Basket Makers HouseHistoric Richmond Town was the first area on Staten Island to be used for a civic and county government center, being that it is right in the middle of Staten Island. It had its own courthouse, clerk’s office, stores, churches, hotel, residences, and more. Once Staten Island became a part of the City of New York in 1898, it’s civic and county center had moved to the North Shore of the borough, in St. George, to be closer to Manhattan. The courthouse, clerk’s office, and other county offices had been moved to St. George, since it was no longer a county-run government and it turned into a city-run government.

Historic Richmondtown is the place to go see Staten Island’s past come alive. Being dually operated by the Staten Island Historical Society and the New York City Department of Parks and Recreation, the two have made this place what it is today. The town is made up of older, historically significant homes, stores, shops, a historical museum, and more. Not only have they preserved and restored homes and buildings that were originally built here, they have also moved historically significant buildings from their original sites to where they currently sit, in Historic Richmond Town.

One of the buildings that you can find here is the Basket Maker’s House. The Basket Maker’s House is located off of Richmond Road, next to the Kruser-Finlay House and behind the Britton Cottage. This is one of the homes that had been moved from its original location to Historic Richmond Town.
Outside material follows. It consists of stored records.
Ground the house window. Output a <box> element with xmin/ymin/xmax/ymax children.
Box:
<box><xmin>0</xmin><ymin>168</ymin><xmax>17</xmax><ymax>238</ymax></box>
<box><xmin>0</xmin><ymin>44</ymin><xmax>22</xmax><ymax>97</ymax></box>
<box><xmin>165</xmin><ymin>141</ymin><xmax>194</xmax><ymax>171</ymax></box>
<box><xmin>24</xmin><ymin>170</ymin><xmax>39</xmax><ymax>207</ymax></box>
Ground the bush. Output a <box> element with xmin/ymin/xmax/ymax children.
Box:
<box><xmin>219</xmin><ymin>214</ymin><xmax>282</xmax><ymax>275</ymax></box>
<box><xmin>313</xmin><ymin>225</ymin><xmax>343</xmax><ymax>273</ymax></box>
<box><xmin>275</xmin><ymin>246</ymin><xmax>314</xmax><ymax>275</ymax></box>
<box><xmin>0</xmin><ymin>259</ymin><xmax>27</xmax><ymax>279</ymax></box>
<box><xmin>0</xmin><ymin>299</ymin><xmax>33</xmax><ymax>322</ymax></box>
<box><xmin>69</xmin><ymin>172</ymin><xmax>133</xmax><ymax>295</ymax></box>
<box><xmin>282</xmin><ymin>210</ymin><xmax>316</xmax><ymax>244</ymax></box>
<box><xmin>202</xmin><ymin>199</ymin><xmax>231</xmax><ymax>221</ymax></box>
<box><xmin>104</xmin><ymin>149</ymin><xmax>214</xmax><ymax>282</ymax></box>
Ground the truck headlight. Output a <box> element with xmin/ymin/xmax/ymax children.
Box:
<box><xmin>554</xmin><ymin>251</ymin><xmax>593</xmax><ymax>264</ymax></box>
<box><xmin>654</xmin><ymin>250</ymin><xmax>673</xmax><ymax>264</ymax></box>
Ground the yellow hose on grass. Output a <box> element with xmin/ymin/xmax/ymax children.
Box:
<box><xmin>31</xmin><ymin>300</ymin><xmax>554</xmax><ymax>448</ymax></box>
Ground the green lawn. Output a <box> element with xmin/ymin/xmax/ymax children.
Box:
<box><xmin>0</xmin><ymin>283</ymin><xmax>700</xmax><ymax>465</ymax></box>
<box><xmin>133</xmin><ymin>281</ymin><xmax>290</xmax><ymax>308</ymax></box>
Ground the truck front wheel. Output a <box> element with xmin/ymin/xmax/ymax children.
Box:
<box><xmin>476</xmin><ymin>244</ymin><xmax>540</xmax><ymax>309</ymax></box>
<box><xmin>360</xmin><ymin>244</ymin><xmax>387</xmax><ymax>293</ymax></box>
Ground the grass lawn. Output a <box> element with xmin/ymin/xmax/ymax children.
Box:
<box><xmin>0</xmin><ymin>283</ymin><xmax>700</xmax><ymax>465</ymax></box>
The Basket Maker’s House was built around 1810 and 1820 for the Morgan family. It was originally built in a marshy area where there would be men collecting oysters who would need the baskets that were made by the family. This original location was in what is known today as the Fresh Kills Landfill, or more recently, Freshkills Park. It wasn’t until the late 1900s when the Basket Maker’s House was finally moved to its present-day location in Historic Richmond Town.

There were not many people who made baskets for a living back in the late 1700s and early 1800s, but the Morgan family was of that minority. Most of the men who were oystermen built their own baskets, but there were the few who didn’t make them and got them from the full-time basket makers instead. Not only did the oystermen need baskets, but they made baskets that were made for berries, storage, and transportation.

The Basket Maker’s House was built as a one-and-a-half story frame Dutch country cottage. It not only had the one-and-a-half stories, but it included a cellar kitchen, where the baskets were also made. The building was constructed with a clapboard and shingle front finish, and it has spring eaves extending over the veranda.

The Basket Maker’s House became a New York City Landmark in August of 1969. It is a historically significant part of the past and was moved to Historic Richmond Town to show people how the baskets were made in the early 1800s. Today, they have restored the home and added furniture from that time period to it, along with basket making tools and supplies that you would normally see back in that time, bringing it back to its element, when it was a home and shop all in one.